Historical seinen manga and anime often fall into a comfortable pattern: a stoic warrior navigates a turbulent era, follows the bushido code, and engages in climactic duels. Blade of the Immortal upends nearly every convention. The protagonist is a guilty, weary man who openly scoffs at samurai ideals. The narrative arc is not about defending a lord or preserving honor — it is about survival, revenge, and the search for a moral path in a corrupt world. Even the structure defies expectations; successive story arcs move from intimate revenge tale to sprawling conspiracy, political maneuvering, and philosophical standoffs.

The anime also plays with the idea of the “supernatural” in a historical setting. The bloodworms are a fantastical element, yet they are treated with such clinical matter-of-factness that they feel like a medical condition rather than a magical blessing. This grounded approach keeps the focus on human drama. Similarly, the Ittō-ryū’s experimental sword techniques — designed to counter massed troops — serve as a commentary on how martial arts evolve under social pressure, something that resonates with modern viewers who understand innovation as a response to change.

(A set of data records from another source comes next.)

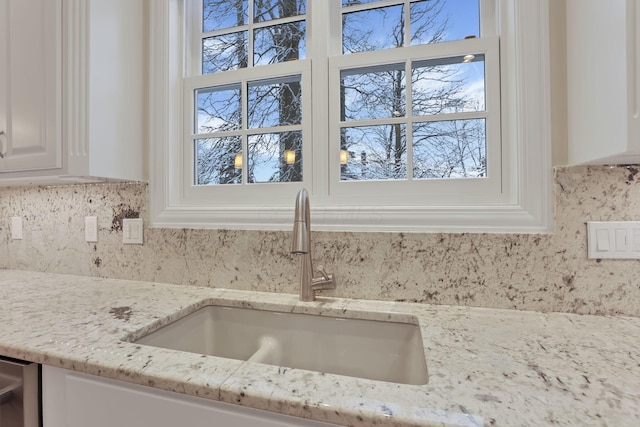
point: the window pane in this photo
(450, 149)
(448, 85)
(218, 109)
(374, 153)
(356, 2)
(220, 14)
(218, 161)
(279, 43)
(372, 29)
(267, 10)
(275, 103)
(275, 157)
(373, 93)
(434, 21)
(430, 21)
(224, 53)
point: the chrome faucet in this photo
(301, 245)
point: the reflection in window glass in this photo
(275, 103)
(279, 43)
(435, 21)
(450, 149)
(448, 85)
(373, 93)
(267, 10)
(224, 53)
(430, 21)
(221, 14)
(372, 29)
(218, 161)
(373, 153)
(218, 109)
(275, 157)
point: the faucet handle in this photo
(324, 274)
(326, 282)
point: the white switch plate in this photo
(613, 239)
(91, 229)
(16, 228)
(132, 231)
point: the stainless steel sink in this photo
(378, 350)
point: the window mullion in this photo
(409, 118)
(244, 96)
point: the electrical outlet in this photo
(91, 229)
(16, 228)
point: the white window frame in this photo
(525, 204)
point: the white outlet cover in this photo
(16, 228)
(91, 229)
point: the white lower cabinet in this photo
(72, 399)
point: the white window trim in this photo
(524, 28)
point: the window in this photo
(393, 113)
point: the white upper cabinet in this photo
(72, 101)
(30, 77)
(603, 67)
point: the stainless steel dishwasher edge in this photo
(19, 393)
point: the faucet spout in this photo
(301, 245)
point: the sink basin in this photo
(377, 350)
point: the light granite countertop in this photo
(486, 366)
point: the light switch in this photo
(621, 240)
(16, 228)
(91, 229)
(635, 240)
(132, 231)
(613, 239)
(602, 240)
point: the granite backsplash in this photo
(543, 272)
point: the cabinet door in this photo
(30, 80)
(78, 400)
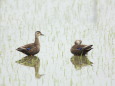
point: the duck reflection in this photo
(80, 61)
(31, 61)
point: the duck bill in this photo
(42, 34)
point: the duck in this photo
(32, 48)
(79, 49)
(80, 61)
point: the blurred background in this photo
(62, 22)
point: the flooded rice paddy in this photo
(62, 22)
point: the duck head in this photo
(78, 42)
(38, 33)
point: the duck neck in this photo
(37, 41)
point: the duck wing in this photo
(81, 49)
(26, 48)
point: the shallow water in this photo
(62, 22)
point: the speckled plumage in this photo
(32, 48)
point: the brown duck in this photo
(80, 50)
(32, 48)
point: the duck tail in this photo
(89, 47)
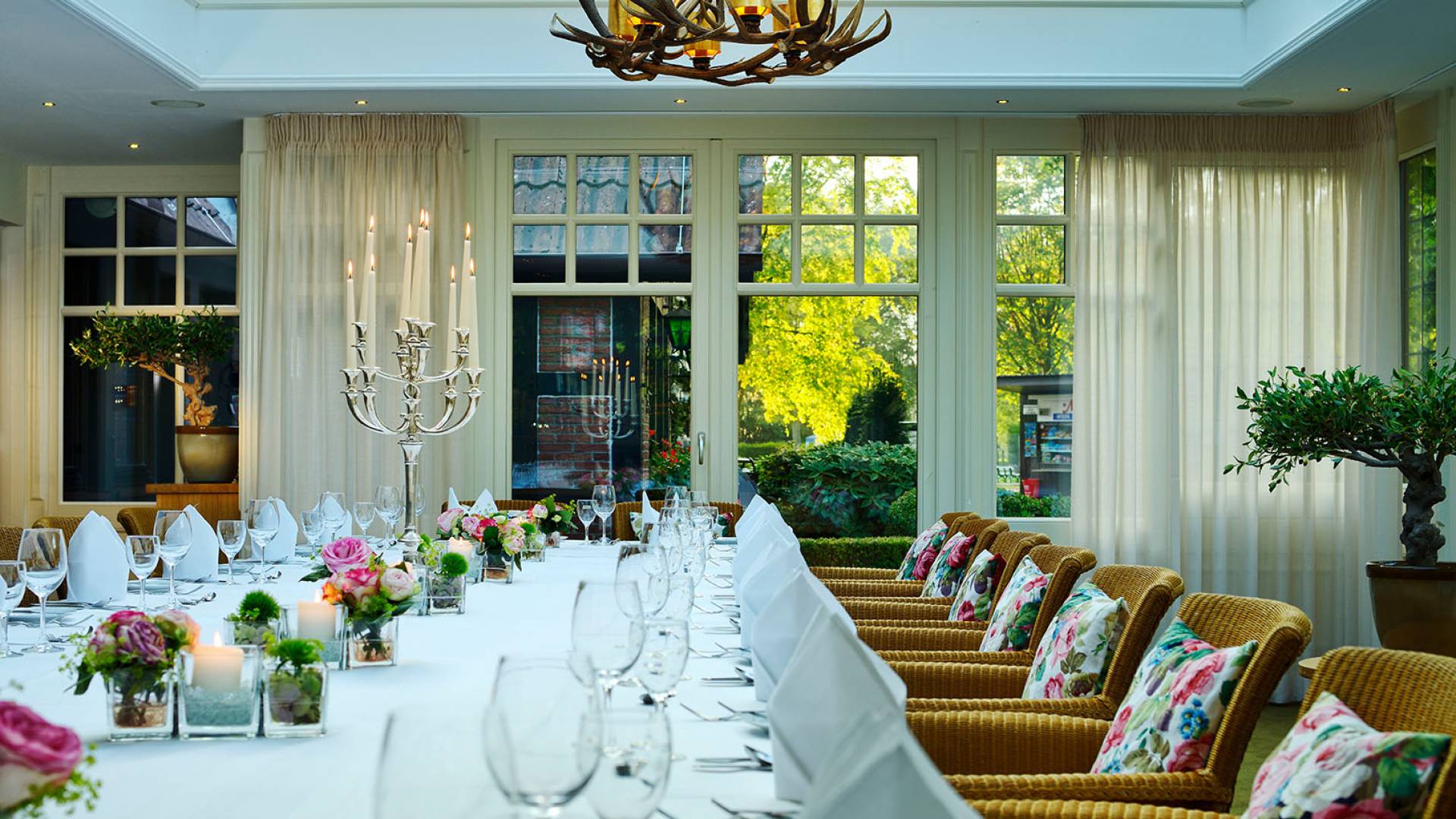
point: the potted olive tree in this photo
(1405, 425)
(159, 344)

Art and Animation: A Visual Language of Grit

Liden Films’ adaptation, directed by Hiroshi Hamasaki, adopts a deliberately unpolished aesthetic. Linework is rough, shading is heavy, and backgrounds often appear sketched in charcoal or ink wash — a direct homage to Samura’s manga style. The color palette leans toward muted earth tones and splashes of crimson, reinforcing the period atmosphere. Action sequences are choreographed with a sense of weight; swords don’t whistle through the air like lightsabers, they cleave with effort and resistance. This visual language refuses to glamorize combat, instead emphasizing its messiness.

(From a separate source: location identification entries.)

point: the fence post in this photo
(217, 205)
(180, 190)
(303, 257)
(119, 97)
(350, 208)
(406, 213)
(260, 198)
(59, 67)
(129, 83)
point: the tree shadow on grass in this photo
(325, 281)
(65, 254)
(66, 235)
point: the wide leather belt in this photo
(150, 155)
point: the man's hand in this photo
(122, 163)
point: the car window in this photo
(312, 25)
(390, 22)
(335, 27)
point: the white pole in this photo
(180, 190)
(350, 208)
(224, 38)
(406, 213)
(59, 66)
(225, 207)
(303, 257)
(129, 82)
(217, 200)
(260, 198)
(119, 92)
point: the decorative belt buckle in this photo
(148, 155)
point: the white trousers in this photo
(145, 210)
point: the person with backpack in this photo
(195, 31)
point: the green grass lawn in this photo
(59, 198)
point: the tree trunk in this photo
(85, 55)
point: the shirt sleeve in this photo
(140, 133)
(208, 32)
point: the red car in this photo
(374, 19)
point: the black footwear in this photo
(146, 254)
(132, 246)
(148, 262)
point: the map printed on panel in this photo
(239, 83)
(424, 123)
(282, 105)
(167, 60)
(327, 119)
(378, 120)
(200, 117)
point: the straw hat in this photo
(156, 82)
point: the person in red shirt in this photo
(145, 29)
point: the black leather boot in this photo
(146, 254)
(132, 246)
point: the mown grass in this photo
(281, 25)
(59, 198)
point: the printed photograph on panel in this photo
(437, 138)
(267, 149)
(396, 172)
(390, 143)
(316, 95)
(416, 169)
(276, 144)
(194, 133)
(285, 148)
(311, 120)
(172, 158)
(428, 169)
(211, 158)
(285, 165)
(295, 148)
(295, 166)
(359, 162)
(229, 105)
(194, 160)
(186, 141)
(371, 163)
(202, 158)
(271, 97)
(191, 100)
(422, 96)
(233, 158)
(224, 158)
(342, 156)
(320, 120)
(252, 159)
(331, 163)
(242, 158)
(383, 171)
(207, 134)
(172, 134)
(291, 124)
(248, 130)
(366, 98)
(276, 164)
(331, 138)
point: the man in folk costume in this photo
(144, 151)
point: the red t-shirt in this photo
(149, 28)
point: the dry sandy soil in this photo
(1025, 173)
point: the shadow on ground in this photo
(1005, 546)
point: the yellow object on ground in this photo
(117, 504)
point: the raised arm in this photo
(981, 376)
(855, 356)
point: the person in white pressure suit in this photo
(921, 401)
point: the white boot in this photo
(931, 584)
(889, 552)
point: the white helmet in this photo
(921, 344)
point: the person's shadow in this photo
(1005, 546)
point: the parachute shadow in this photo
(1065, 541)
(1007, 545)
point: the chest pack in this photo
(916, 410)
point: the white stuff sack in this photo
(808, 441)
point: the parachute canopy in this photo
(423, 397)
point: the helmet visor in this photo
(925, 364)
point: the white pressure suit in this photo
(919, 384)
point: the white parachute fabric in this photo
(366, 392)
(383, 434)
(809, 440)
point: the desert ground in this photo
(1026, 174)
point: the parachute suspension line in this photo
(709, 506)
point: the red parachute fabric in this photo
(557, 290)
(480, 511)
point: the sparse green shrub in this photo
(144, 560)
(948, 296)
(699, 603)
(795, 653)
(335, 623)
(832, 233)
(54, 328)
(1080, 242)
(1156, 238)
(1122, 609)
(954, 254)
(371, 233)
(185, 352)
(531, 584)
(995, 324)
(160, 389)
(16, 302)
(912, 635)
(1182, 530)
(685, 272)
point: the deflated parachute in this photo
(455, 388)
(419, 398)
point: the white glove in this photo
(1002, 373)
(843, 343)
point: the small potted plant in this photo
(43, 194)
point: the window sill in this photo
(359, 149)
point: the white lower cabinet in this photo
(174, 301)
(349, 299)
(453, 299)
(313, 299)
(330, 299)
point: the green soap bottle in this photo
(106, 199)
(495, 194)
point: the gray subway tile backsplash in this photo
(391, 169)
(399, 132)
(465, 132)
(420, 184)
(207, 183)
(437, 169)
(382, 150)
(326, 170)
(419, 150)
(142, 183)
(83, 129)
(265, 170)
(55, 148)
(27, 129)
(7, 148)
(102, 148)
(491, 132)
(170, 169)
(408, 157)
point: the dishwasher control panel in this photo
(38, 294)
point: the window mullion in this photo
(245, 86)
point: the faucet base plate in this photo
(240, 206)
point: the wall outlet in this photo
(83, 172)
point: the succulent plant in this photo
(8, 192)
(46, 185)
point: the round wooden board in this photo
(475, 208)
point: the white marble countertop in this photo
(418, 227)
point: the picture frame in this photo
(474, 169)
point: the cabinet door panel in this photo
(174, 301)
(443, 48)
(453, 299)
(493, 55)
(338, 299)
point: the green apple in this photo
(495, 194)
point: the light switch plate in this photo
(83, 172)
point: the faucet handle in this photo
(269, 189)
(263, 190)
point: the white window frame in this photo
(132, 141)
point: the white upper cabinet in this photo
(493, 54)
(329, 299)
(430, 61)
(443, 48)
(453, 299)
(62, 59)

One standout episode, “Act Twelve – Wings of Darkness,” uses stark lighting and slow motion to convey the interior collapse of a character. The director’s choice to linger on faces after a critical death, holding the frame long past what is comfortable, forces an emotional accountability that most action anime avoid. The sound design, too, deserves mention — the lack of a triumphant score during certain battles leaves only the ragged breathing of the fighters and the metallic aftermath of a blade hitting bone.

Critical Reception and Cultural Impact

Upon its release, the anime streaming on platforms like Crunchyroll received strong reviews for its narrative density and fidelity to the source material. Critics highlighted the voice acting (particularly Kenjiro Tsuda as Manji and Ayane Sakura as Rin), the thematic ambition, and the emotional gut-punches that arrive without warning. Some noted that the brisk pacing — compressing 30 volumes into 24 episodes — occasionally sacrifices breathing room, but the majority agreed that the adaptation captures the story’s essence.

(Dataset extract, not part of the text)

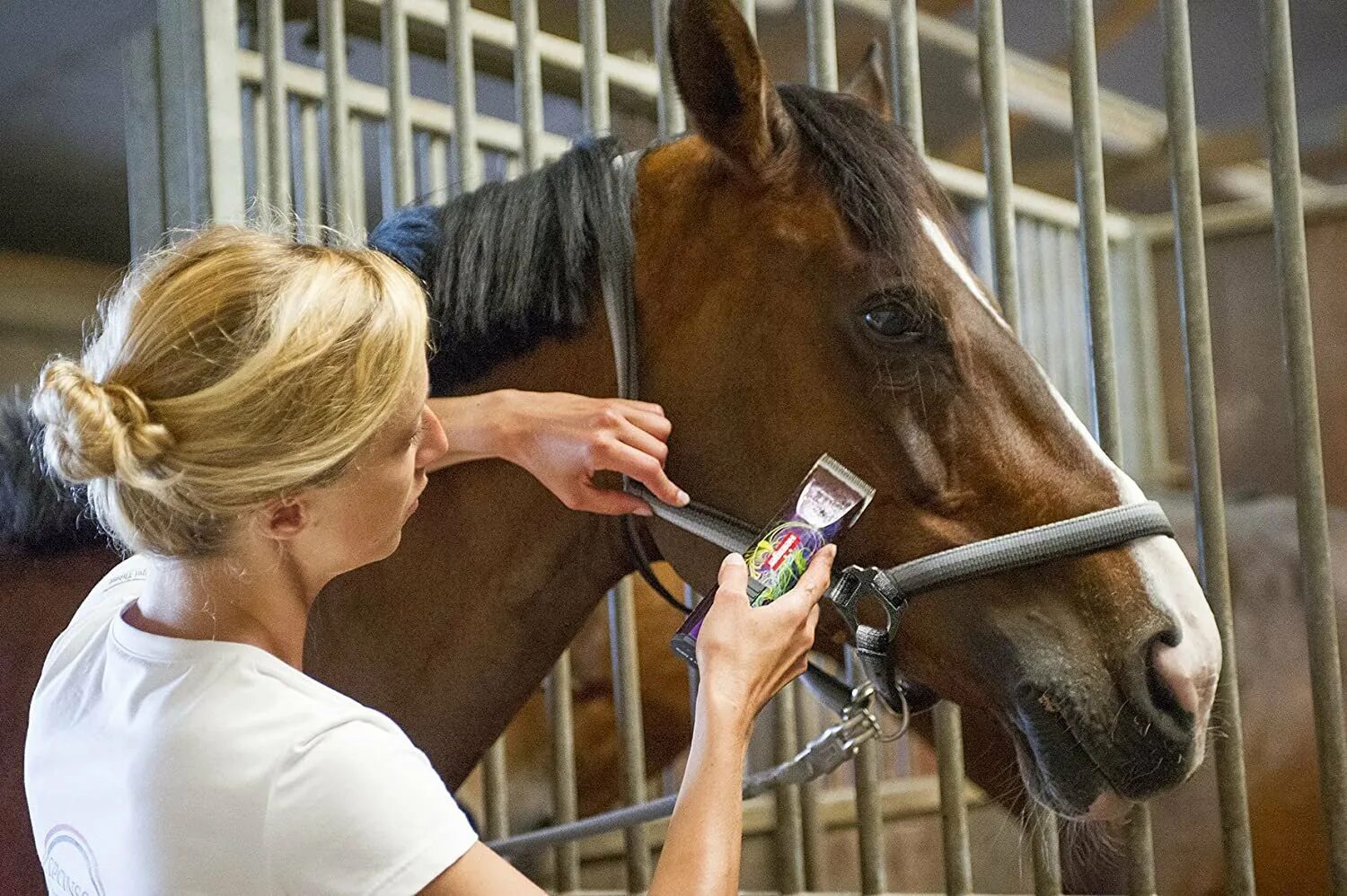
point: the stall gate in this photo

Beyond initial ratings, the series sparked a renewed interest in historical seinen that is unafraid of darkness. It demonstrated that period pieces could address modern social issues without anachronistic preachiness. Online forums and fan discussions frequently dissect the series’ take on trauma, and it has become a reference point for creators exploring moral ambiguity in anime. Comiket and fan art circles have embraced Rin and Manji as symbols of a partnership that defies romantic cliché, instead representing a bond forged in mutual damage and cautious hope.

A Timeless Tale for Modern Audiences

Blade of the Immortal endures because it never treats history as a sealed room. The Edo period, with its rigid hierarchies and looming obsolescence of the warrior class, becomes a mirror for contemporary anxieties about purpose, violence, and the possibility of change. Manji’s immortality is a haunting allegory for the things we carry that never heal; Rin’s determination speaks to the power of choosing kindness in the face of cruelty. The anime adaptation, with its unflinching art and existential weight, ensures that these ideas do not remain locked in the 1990s manga scene. It reimagines the historical seinen anime not by discarding tradition, but by pulling timeless human struggles out of the past and laying them bare in the present. For anyone seeking a story that values thought as much as swordplay, this series remains essential viewing.